Sunday, January 18, 2015

Quote for the day

Research documenting the validity of teacher judgment is, at present, shamefully hard to come by. About ten years ago, I read a brief monograph summarizing a few scattered studies that affirmed the validity of teacher judgment. The federally funded, master file on educational research called ERIC lists over 10,000 descriptors available for searching this comprehensive educational research database. As of 2001, “teacher judgment” did not even make list. The extent to which this obvious information asset is overlooked is one of the most appalling phenomena in education today.
George W. Elford, Beyond Standardized Testing: Better
Information for School Accountability, 2002

How could we ever live with less standardized testing? How would we ever know whether the kids were learning anything?
.

3 comments:

Josh M said...

How did we live for generations without such testing? Did you have such testing? Are you any less educated for a lack of insane levels of high stakes testing written by non-educator bureaucrats?
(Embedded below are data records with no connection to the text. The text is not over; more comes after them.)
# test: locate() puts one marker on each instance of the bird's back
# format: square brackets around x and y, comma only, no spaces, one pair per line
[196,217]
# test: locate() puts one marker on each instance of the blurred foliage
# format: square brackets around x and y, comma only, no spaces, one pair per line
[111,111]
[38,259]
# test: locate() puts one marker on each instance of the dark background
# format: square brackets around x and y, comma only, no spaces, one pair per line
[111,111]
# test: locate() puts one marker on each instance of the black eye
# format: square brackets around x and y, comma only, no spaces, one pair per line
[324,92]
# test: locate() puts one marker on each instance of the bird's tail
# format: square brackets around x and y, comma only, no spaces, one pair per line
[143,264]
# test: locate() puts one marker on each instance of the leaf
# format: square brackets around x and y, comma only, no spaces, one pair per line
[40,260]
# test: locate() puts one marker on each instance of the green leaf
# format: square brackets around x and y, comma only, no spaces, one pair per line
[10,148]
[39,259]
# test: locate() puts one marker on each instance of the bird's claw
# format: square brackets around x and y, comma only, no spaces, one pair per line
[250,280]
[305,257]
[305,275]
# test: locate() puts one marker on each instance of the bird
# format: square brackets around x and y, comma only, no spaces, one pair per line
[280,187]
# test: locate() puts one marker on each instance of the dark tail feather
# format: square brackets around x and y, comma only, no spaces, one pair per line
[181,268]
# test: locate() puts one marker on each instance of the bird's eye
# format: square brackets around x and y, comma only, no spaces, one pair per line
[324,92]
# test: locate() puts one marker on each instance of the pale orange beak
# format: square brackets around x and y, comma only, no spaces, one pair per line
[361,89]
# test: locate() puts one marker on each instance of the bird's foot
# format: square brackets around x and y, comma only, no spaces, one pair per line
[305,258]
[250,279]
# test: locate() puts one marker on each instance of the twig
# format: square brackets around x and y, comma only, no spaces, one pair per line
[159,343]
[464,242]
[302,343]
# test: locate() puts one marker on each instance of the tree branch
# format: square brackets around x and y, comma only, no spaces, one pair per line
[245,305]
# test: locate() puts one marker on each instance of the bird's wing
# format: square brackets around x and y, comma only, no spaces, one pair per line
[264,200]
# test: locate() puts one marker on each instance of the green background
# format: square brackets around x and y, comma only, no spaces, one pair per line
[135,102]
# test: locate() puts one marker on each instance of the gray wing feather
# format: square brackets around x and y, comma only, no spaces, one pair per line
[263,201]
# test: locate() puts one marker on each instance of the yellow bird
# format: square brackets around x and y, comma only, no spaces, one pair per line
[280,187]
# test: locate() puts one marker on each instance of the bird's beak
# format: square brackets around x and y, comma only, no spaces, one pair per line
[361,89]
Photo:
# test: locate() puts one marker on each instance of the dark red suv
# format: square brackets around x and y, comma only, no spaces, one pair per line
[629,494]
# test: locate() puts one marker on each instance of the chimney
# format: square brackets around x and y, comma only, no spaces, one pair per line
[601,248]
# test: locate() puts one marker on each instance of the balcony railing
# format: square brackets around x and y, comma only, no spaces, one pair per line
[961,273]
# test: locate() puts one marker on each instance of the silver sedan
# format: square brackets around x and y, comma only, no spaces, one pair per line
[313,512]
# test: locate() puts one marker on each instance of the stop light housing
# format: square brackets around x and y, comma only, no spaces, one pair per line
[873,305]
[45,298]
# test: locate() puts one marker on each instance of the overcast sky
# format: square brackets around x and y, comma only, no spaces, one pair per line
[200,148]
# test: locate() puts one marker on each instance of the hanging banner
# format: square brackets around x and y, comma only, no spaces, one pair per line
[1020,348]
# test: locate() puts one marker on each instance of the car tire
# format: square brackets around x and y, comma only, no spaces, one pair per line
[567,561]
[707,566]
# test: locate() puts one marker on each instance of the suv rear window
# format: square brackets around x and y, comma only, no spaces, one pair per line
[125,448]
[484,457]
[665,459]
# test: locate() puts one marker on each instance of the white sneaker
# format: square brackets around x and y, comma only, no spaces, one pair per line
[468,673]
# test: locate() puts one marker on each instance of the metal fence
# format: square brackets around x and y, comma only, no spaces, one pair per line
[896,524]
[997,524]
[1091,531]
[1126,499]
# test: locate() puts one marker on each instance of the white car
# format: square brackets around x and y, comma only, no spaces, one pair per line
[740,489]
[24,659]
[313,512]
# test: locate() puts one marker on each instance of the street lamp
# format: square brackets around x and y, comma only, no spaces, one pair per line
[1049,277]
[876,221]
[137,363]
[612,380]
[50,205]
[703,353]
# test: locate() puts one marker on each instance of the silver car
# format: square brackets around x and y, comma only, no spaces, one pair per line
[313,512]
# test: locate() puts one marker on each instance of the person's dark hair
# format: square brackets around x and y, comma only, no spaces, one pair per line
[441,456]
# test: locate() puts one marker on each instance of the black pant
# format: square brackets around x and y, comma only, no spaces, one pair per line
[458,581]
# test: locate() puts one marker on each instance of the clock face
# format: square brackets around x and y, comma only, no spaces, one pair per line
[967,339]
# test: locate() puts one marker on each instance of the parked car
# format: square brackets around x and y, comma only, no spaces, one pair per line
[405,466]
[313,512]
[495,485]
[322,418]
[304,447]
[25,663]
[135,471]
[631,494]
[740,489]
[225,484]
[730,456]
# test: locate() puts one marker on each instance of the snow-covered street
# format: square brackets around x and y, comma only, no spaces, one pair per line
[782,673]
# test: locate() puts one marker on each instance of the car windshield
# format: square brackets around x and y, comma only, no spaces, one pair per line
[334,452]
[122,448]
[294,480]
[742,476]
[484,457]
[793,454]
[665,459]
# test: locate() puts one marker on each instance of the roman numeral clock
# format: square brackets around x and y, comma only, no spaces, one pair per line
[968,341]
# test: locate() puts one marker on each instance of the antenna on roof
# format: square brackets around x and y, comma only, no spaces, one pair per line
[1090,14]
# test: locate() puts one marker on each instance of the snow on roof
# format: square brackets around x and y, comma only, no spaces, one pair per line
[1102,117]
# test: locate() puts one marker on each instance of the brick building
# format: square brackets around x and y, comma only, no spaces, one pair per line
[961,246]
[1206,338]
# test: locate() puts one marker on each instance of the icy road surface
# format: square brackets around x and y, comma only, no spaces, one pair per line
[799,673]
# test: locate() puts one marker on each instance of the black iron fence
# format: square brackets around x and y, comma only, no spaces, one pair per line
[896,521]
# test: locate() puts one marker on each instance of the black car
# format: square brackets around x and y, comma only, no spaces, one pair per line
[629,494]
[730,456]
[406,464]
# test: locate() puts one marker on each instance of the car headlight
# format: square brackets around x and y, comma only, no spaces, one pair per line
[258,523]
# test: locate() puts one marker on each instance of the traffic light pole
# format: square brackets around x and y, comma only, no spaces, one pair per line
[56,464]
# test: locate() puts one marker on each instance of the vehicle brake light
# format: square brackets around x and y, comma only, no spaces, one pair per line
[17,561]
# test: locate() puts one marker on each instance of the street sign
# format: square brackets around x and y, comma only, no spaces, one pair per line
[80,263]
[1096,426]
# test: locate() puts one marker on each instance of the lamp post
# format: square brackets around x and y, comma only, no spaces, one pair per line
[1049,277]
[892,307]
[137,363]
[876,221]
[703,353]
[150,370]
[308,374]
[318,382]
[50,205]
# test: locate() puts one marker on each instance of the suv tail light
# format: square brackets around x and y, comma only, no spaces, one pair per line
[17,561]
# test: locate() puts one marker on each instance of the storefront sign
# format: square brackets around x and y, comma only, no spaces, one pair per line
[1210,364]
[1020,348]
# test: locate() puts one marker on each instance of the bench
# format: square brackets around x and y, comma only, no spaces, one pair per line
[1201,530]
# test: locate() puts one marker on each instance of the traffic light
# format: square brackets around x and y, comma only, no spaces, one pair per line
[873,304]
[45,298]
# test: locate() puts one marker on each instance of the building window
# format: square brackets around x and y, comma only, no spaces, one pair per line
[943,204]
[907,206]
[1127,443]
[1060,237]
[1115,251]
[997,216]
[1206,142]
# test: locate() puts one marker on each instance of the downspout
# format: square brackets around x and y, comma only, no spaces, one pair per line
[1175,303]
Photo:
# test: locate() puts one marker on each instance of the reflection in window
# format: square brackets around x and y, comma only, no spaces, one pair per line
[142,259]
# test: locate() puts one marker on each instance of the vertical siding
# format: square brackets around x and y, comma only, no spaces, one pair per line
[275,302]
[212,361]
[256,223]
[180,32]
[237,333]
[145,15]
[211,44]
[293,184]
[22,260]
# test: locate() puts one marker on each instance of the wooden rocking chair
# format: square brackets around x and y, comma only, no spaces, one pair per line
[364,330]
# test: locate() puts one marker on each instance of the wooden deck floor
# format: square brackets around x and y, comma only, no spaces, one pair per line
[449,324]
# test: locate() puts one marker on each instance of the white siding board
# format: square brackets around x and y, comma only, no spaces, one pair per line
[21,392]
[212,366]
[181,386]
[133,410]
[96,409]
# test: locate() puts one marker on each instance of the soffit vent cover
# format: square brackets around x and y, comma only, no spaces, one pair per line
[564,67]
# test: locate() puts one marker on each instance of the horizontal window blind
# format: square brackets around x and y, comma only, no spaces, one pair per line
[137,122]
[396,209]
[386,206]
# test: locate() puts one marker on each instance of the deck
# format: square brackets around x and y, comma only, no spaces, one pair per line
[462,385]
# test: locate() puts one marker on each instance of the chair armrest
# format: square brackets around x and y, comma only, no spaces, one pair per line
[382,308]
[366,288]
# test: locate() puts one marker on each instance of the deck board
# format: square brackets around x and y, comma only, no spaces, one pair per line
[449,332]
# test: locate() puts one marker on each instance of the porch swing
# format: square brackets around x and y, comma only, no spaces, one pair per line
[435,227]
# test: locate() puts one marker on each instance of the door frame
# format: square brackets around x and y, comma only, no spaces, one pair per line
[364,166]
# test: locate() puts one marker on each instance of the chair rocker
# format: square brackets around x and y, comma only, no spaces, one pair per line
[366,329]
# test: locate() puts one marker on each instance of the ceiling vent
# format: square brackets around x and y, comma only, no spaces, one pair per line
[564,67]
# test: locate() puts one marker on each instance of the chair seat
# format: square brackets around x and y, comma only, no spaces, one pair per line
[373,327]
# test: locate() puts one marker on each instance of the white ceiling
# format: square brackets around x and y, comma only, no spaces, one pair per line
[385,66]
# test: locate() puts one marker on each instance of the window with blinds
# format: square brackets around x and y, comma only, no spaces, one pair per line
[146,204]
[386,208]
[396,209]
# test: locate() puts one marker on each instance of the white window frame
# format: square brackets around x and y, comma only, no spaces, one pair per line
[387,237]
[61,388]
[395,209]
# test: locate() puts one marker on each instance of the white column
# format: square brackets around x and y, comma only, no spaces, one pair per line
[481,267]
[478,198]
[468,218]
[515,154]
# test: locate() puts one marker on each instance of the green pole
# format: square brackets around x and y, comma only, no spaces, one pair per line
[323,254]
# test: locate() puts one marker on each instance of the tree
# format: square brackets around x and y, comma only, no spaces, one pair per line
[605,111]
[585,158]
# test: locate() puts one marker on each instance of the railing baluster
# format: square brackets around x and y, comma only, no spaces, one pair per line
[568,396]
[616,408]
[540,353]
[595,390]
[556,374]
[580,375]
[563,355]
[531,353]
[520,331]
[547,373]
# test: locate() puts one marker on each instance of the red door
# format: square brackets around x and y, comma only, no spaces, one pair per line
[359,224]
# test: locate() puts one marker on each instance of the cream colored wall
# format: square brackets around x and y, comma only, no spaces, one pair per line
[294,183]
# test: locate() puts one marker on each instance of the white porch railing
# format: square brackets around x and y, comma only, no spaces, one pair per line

And have you been to some of these test days? It's unbelievable. It's the kind of environment that I'd expect that you'd hate. Here in N.C., we have to have other teachers (or community volunteers) to individually escort a high school student to the bathroom and stand outside while the student uses the bathroom. When I've been the unlucky bathroom escorter, I've felt VERY uncomfortable standing outside the ladies' room waiting for a kid to pee, with the halls so dead-silent that I can't help but hear her pee. And if I hum loudly enough to try to cover the noise, I'm causing a disturbance in the hallway.

I'm not arguing for no teacher oversight. There ought to be better administrators from all levels -- the school admin, the district admin, and the state admin -- making more classroom visits to see what teachers are actually doing. Tests don't prove what teachers are doing. They prove what the test-writers are doing and how for-profit Pearson is making millions of dollars off of cash-strapped states to prove that they can make teachers and students all jump through hoops and be unhappy to sap the joy and discovery of learning.

Josh M said...

... and I think that I wasn't reading your sarcasm clearly enough now that I read the post again.

My mistake!

Chris said...

Josh -- Yes, I was being sarcastic -- but your comments works either way!

Sorry for the blogger commenting system, by the way. I deleted the multiple duplicate comments.